My daughter Rebecca has a way of saying 'Really Cool!!' that never fails to warm my heart. And when Dr. Jazz, my radio promoter sent me the cover of this weeks Jazzweek radio chart, that's what I heard: Really Cool!!. So I'm back at number one on the charts (Jazz Brasil hit #1 as did Con Alma). So why do I feel like such a failure. I can tell myself that it's because I rarely perform, or because I'm 71 and feel time running out or because I still long for a relationship with a woman. But I think time running out is up there as the reason for my persistent negativity.
I've been thinking about the philosopher Heidegger despite disregarding him for both professional and personal reasons. I'm a logician and trained in analytic philosophy rather than in continental philosophy, which Heidegger dominated, and he was a Nazi, belonged to the party and etc. But in checking out Wilkepedia, which embarrassingly I rely on more than any self-respecting academic should, I came upon one of his central ideas that I can relate to, as they say.
The basic idea is that we (all of us, even Jews) come into existence with a relationship to the world, that world that manifests itself as the condition for our being-in-the-world as we are concerned with it through our interactions. Our engagement with the very stuff of our existence: the existence that we care for. But being-in-the-world is conditioned by its temporality, our present draws upon its past as we move ahead into the unfolding future. And at 71 it seems that I can't count on very much future at all.
It's not that I think I haven't accomplished anything. My recent interest in Heidegger is sparked by a doctoral student I'm working with who is writing a dissertation on math and ontology. Just being able to say that should shut me up. For god's sake I have doctoral students and built a successful career as an academic after a really shitty start in the 1970's that included being fired when I got my degree, going bankrupt and having to reinvent myself as an educational consultant and getting my first tenure-track position at 47. But I was associate director of an institute for critical thinking, department chair and as a full-professor have a great job, a reliable income and have been able to live out my dream to create a body of work as a jazz musician.
And dammit, I have a #1 record! Again! But somehow it doesn't do it for me. I still miss the life that didn't happen. Being a working musician and celebrating the success of my music with an audience and with other musicians. The life! I know it is a crappy life. Being on the road, not hearing yourself on stage. Not knowing where your next gig is coming from. Feeling your musical worth loosing purchase as younger musicians are called instead of you. Not to mention that there are very few gigs, that jazz is geriatric in its appeal and as Nicholas Payton has recently said in defense of his move into jazz-fusion (as it used to be called) playing jazz requires you to be a necrophiliac.

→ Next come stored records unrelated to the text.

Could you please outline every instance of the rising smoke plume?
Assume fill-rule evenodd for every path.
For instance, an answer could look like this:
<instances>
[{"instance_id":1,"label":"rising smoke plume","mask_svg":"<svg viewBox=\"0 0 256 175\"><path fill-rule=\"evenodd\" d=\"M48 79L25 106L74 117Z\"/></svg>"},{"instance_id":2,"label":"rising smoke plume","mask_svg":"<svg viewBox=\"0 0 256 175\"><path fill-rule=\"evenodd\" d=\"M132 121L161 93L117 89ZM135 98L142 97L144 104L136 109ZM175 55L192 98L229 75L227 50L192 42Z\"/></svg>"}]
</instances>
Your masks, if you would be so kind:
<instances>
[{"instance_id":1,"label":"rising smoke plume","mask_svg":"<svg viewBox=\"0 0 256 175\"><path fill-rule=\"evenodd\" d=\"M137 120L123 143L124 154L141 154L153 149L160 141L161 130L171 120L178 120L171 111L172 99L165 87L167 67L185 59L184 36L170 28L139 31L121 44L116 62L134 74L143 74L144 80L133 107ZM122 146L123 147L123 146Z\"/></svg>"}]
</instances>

One step beyond Frank Zappa's infamous gibe that jazz wasn't dead, it just smelled funny.
But boy when I look at the photos on my facebook page from the hundreds of musicians that I am friends with, I crumble at the thought that I am not doing it, and it is overwhelmingly probable that I never will. Those photos of smiling guys in airports with their instruments at their feet, or sitting around tables with their arms on each others shoulders. Boy I miss being a musician among musicians. I have lots of recent photos of myself with musicians, a few from every record date. And when I record it is a short trip to musician heaven. Hangin' out with the guys. The being-in-the-world of musicians. I did it for 15 years starting when I was a kid and lasting until my early-thirties. And even though my rotten personality kept me from enjoying it as much as I should have, I look back to that period as a period of intense engagement with life. And I long for the chance to do it some more. Just like I long for the possibility of one more great romance, one more chance to love someone.
I guess that what happens when the future futures seem be closing off. As the limit from above meets the limit from below (think of calculus) defining the vanishing point of existence. As all past pasts meet all future futures in the obliteration of life, everything vanishing, including especially all future possibilities.
Holy shit! You won't believe it, but I'm not depressed, just telling it like it is. Life is the result of choices and contingencies. And every actuality crowds out all of the unactualized possibilities of roads not taken. As Popeye used to say: I am what I am, and as I might add, I done what I done. I stopped playing trombone, I stopped being a musician. I became a philosopher and started playing the flute. But I sat on two chairs, each with a halbe tuchus (yiddish for half an ass) and so didn't end up doing either with a whole heart or with complete dedication. And I'm stuck with it.